Boies, Bay & Conkey were wholesale grocers engaged in business in Chicago, and Julius K. Graves became a special partner, under the law of this state, in the sum of $50,000, contributed to the capital of the firm. The firm was unsuccessful and became insolvent, and the plaintiff, a citizen of Massachusetts and a creditor of the firm, filed a bill in the state court alleging that various provisions of the laws relating to special partnerships had been violated by the firm; among other things, charging that judgments in favor of various individuals and corporations were confessed for more than was due, upon which executions had been issued, and the property of the firm taken. The First National Bank of Chicago, the bill alleged, bad obtained a judgment on which execution had been issued by a wrongful preference given by the firm. The bill also alleged *4that, preferences were given in favor of citizens of Massachusetts. The First National Bank of Chicago filed a petition in the state court, and gave a bond praying for the removal of the cause to this court under the act of 1875, alleging that there was a controversy which was wholly between the plaintiff and the First National Bank, and which could be fully determined as between them. The parties now come before the court, and the plaintiff raises the question whether the case was removable under the statute. There was no issue formed in the state court, and therefore the question must be decided upon the bill and the petition of the First National Bank, and it seems to me there can be no doubt but that there is a controversy which is wholly between the plaintiff and the bank; that is to say, whether the judgment was a valid judgment as against the firm, and the plaintiff as one of its creditors. The bank is not interested in any controversy which the plaintiff may have with other judgment creditors of the firm. Its position is that the judgment in favor of the bank is valid, irrespective of what may be true of any other claim or judgment.

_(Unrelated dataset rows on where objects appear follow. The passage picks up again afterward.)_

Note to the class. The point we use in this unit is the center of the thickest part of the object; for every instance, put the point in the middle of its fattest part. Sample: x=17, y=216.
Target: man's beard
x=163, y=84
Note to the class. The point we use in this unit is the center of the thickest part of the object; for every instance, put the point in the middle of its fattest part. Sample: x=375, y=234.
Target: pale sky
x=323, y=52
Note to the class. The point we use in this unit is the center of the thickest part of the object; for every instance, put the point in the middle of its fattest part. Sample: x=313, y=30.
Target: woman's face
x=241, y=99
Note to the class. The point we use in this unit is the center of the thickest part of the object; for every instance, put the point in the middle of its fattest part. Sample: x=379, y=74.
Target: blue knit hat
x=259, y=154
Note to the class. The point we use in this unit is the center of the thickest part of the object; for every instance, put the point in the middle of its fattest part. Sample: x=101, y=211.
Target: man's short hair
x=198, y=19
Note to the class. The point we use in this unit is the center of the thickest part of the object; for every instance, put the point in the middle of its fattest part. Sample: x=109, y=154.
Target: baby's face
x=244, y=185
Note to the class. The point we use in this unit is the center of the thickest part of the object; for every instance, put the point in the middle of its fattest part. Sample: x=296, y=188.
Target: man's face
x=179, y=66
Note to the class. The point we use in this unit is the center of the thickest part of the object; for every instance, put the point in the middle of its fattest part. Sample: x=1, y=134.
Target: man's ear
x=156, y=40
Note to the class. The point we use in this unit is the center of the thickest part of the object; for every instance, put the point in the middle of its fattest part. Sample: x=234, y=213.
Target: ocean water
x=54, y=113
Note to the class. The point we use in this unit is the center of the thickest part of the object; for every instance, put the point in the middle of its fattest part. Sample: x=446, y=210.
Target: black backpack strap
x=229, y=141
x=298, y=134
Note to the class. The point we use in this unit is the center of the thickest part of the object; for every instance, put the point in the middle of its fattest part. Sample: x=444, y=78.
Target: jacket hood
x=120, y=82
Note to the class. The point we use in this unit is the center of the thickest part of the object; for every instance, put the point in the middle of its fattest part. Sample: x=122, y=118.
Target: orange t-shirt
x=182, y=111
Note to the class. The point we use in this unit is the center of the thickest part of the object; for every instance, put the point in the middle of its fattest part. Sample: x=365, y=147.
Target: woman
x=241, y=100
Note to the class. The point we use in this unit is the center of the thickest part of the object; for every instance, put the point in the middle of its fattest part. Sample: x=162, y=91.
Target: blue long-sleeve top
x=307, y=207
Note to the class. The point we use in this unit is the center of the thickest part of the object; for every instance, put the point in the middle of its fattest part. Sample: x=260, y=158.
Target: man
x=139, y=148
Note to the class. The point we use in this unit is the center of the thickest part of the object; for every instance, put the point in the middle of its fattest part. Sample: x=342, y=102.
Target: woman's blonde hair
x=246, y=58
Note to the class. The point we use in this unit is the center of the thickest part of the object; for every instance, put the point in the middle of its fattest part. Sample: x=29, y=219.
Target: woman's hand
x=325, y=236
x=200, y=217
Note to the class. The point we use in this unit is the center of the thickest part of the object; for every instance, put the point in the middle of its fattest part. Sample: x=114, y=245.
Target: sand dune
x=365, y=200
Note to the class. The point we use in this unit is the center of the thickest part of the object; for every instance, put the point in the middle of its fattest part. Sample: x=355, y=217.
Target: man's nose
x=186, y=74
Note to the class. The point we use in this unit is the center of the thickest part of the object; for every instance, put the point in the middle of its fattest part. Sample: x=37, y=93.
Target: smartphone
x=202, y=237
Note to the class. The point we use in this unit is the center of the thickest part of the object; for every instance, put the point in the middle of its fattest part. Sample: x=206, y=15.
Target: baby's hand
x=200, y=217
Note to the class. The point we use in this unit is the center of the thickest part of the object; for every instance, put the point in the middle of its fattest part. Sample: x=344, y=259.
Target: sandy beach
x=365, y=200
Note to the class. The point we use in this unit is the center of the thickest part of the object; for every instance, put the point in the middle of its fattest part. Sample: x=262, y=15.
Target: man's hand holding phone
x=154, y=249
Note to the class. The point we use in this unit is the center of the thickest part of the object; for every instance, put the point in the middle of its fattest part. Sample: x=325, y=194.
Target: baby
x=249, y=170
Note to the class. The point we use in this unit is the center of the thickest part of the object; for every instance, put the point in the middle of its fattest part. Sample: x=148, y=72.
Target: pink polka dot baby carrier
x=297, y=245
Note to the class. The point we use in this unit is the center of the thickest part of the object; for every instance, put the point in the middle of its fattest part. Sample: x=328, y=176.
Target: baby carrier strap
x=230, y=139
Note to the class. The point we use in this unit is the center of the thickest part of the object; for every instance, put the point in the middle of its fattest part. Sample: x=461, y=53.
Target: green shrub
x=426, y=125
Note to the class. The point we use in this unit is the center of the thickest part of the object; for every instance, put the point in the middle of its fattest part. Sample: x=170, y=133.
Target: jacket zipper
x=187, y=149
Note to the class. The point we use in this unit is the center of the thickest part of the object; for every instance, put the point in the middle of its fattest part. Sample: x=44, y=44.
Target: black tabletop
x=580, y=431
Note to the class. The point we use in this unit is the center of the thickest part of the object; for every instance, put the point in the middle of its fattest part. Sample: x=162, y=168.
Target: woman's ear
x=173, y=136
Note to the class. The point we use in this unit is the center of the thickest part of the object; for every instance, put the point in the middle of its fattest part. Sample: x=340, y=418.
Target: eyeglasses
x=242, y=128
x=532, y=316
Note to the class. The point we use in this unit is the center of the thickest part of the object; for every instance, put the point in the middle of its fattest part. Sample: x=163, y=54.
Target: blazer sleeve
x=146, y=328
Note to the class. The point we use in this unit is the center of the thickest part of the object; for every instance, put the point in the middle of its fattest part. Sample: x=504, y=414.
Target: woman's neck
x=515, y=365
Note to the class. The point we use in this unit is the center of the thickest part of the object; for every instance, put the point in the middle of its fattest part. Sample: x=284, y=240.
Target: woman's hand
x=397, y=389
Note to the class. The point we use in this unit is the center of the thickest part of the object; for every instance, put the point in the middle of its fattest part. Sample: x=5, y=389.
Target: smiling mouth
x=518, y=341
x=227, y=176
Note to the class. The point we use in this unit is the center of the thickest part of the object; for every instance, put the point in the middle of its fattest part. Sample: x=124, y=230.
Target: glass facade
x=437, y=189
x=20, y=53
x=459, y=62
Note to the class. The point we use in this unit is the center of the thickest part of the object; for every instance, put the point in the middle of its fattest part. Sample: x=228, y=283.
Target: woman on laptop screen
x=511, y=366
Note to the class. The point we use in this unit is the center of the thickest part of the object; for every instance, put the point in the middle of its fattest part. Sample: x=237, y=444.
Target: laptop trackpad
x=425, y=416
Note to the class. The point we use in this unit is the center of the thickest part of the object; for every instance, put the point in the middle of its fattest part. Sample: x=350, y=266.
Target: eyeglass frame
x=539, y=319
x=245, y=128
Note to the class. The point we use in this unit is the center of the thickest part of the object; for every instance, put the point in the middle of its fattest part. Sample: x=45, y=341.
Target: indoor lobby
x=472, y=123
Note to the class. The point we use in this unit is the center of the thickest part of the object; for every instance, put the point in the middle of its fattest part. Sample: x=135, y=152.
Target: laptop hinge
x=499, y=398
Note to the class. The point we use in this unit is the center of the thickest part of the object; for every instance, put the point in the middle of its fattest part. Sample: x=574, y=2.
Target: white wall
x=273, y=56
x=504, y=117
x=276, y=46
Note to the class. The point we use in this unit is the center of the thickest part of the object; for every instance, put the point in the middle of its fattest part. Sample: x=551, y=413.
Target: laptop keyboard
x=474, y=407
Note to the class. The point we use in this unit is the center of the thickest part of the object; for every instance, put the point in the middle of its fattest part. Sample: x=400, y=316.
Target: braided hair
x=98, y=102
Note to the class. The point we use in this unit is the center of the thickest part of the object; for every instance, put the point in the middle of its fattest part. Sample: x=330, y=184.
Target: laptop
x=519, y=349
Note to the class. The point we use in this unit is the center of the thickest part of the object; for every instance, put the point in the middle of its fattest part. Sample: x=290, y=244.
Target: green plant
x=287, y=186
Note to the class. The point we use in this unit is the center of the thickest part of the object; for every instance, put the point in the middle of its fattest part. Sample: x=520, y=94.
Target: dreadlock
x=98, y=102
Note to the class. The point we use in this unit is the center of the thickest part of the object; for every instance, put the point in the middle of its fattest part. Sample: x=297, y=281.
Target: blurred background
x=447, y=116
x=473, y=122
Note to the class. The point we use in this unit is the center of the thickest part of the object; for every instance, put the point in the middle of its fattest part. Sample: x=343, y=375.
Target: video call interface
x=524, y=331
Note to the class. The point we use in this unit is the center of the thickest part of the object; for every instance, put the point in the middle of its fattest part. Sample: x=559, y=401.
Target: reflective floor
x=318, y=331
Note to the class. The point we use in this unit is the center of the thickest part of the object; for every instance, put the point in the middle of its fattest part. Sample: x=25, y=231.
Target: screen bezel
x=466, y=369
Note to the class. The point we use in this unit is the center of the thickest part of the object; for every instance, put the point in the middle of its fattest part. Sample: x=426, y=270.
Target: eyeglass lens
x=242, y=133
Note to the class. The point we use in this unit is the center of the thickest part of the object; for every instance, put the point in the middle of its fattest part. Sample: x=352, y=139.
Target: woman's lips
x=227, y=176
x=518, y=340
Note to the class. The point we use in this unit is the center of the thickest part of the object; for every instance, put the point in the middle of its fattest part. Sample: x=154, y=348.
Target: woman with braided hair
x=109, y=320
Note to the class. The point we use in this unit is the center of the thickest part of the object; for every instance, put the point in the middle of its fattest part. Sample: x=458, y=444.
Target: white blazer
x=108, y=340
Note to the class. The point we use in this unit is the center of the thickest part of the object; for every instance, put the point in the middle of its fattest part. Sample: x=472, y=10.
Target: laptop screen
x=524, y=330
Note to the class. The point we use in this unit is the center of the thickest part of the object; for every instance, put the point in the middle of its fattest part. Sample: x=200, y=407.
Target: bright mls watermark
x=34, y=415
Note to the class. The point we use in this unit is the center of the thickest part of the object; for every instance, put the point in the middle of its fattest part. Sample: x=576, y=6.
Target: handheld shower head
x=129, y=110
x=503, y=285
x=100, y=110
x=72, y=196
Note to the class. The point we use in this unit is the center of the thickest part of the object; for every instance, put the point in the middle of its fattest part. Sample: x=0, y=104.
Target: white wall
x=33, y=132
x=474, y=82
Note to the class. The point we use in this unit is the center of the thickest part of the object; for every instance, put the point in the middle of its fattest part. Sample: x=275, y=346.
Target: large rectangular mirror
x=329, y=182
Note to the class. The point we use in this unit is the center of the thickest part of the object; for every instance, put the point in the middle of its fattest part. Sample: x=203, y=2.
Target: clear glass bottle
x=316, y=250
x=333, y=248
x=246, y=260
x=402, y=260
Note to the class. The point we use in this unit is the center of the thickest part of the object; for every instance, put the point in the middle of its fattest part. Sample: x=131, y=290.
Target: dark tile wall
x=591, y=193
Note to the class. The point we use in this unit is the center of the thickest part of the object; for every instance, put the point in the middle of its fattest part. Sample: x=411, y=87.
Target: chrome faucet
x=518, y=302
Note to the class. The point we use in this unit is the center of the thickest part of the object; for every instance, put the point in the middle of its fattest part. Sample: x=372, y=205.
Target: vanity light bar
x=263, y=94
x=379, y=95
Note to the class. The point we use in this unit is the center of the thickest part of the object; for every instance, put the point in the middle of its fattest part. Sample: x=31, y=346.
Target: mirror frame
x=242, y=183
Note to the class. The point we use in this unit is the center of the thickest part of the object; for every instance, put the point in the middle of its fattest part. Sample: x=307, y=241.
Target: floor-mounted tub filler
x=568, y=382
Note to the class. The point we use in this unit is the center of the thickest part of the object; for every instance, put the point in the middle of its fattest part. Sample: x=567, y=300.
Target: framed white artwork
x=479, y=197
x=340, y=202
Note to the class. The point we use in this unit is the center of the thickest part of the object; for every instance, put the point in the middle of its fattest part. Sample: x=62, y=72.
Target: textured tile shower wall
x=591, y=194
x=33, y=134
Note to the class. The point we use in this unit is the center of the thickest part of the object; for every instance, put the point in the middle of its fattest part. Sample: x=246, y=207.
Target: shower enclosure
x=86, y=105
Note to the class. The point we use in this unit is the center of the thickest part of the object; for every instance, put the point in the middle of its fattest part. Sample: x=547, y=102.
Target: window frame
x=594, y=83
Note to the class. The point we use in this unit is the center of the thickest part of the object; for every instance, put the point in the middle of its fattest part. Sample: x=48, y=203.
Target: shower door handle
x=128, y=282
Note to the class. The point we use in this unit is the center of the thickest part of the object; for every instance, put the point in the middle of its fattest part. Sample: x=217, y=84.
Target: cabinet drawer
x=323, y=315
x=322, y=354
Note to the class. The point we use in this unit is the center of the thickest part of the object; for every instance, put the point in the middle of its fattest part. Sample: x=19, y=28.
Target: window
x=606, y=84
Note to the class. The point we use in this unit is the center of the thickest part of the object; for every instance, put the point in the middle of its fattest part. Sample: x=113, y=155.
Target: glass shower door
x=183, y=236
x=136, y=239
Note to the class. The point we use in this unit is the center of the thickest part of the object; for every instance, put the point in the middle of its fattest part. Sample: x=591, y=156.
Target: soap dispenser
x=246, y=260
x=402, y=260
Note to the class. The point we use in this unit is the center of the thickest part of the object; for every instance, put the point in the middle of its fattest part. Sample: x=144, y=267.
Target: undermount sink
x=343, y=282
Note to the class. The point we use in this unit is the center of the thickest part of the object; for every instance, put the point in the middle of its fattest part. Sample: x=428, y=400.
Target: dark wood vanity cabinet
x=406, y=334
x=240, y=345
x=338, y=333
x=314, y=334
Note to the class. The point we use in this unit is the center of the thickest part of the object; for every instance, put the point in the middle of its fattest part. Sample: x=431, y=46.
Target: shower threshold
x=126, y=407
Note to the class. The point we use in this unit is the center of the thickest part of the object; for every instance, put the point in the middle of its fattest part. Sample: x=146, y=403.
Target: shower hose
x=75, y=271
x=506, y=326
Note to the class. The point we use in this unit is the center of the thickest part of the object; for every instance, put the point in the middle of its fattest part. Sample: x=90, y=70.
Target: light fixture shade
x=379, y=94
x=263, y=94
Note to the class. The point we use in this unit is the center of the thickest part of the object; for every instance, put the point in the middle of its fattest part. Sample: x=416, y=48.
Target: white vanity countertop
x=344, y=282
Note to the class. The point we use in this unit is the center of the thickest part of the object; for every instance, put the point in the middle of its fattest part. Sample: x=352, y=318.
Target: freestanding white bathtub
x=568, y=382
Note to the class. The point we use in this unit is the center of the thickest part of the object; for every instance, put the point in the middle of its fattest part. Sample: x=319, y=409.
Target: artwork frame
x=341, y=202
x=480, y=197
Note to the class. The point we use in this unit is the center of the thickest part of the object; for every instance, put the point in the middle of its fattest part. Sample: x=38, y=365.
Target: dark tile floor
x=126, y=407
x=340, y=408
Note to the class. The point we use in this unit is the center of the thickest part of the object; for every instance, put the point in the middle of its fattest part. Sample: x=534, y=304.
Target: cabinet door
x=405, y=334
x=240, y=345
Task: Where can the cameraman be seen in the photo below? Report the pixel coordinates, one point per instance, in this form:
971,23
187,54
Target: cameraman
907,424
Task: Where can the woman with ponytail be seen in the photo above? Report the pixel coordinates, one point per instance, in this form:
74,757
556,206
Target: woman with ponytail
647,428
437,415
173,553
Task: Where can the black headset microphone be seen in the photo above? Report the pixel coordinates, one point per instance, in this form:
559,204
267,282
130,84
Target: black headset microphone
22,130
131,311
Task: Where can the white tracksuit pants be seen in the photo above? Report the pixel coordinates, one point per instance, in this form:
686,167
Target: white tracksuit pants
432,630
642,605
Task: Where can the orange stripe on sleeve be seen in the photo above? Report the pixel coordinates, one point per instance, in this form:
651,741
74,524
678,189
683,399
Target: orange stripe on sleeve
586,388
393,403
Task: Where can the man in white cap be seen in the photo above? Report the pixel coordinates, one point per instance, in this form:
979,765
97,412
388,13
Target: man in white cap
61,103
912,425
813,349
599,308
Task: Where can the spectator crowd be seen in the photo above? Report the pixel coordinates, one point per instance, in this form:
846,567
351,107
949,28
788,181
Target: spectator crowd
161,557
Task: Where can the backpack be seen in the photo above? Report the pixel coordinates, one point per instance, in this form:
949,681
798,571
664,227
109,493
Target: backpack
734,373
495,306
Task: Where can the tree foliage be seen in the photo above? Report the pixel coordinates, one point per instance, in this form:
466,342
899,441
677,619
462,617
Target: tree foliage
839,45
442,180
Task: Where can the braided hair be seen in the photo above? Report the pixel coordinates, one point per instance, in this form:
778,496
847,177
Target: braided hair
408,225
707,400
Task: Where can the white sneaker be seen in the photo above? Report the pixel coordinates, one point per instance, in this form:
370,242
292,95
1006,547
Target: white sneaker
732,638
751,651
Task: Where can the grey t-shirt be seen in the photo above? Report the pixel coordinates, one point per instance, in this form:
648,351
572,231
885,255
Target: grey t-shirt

It is objected that there are other defendants who are citizens of the same state with the plaintiff, and if the court takes jurisdiction of the case and of the various controversies which arise, it must decide controversies between citizens of the same state. That may be true, but the supreme court of the United States has decided, in Barney v. Latham, 103 U. S. 205, that in a case like this the applieaton for removal takes with it to the federal court the whole case, and therefore the controversies between the plaintiff and the citizens of Massachusetts, who are defendants with others, must also come into this court. This being in the nature of a creditor’s bill, which charges illegal and fraudulent acts affecting the rights of the plaintiff against different individuals of different states and different corporations, it can hardly, therefore, be considered a ease where the different controversies are so far separated as that one can be removed without the others. In Barney v. Latham one of the objections taken to the removal of the case was that the Winona & St. Peter Land Company, one of the defendants, was a corporation of Minnesota, of which state one of the plaintiffs was a citizen; and the court held, notwithstanding that fact, the cause was removable, at the same time saying that to the other controversies in the ease, independent of the one wdiich authorized the removal, the land company was not an indispensable party, although it might be a proper party. That is true in this case. The citizens of Massachusetts who are made defendants may be proper parties, but they are not indispensable parties, to the controversy between the plaintiff and the First National Bank of Chicago. The bill might have been filed by the plaintiff against the members of the firm and the bank, without making the other defendants parties. And then the defendants, citizens of Massachusetts, have not been served with process, and never may personally appear in the case. *5The only question there can be, therefore, in this case, is whether congress had the power to authorize the removal of a cause where there was one controversy between citizens of different states, and another between the plaintiff and some defendants who were citizens of the same state with him. No question seems ever to have been made by the courts as to the right of congress to pass such a law, and therefore I think the court will order the transcript to be filed and the case to be docketed in this court.
See City of Chicago v. Hutchinson, 15 Fed. Rep. 129.